Academic background
- Thesis: Is it all in the telling?: A study of the role of text schemas and schematic text structures in the recall and comprehension of printed news stories (1990)

Academic work
- Institutions: University of Iowa College of Liberal Arts and Sciences
- Main interests: Media and the politics of the body
- Website: https://clas.uiowa.edu/sjmc/people/meenakshi-gigi-durham

= Meenakshi Gigi Durham =

Indian writer and professor of communication studies

Meenakshi Gigi Durham is an Indian American professor of feminist media studies and a writer.

== Life ==
Durham was born in Mangalore, India but moved to the United States and then Canada at a young age.

She was previously a Faculty Fellow in the Office of the Vice President for Research & Economic Development. She was also the Associate Faculty Director of the Obermann Center for Advanced Studies, an Associate Dean in the College of Liberal Arts & Sciences, and Faculty Ombudsperson for the university. She is currently a full professor and CLAS Collegiate Scholar at the University of Iowa, with an appointment in School of Journalism and Mass Communication; she also holds appointments in the Department of Gender, Women's and Sexuality Studies and the Department of English.

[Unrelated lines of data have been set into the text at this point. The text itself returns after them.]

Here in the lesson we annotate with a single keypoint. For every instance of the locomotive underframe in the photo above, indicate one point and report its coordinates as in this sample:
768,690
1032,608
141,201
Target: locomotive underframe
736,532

Durham sits on the editorial boards of the Feminist Media Studies, Critical Studies in Media Communication, Communication, Culture & Critique and Sexualization, Media, and Society. From 2007-2016, she was executive editor of the Journal of Communication Inquiry.

She is widely recognized for her scholarship, and in addition to her numerous publications and awards, her work has been featured in the documentaries Miss Representation and Pretty Baby. She has also published short stories and essays.

== Selected publications ==
Durham, Meenakshi Gigi (2021). "MeToo : the impact of rape culture in the media"

Durham, Meenakshi Gigi (2016). "Technosex : precarious corporealities, mediated sexualities, and the ethics of embodied technics"

Durham, M. Gigi (2009). The Lolita Effect: The Media Sexualization of Young Girls and What We Can Do About It. Abrams. ISBN 978-1-59020-594-5.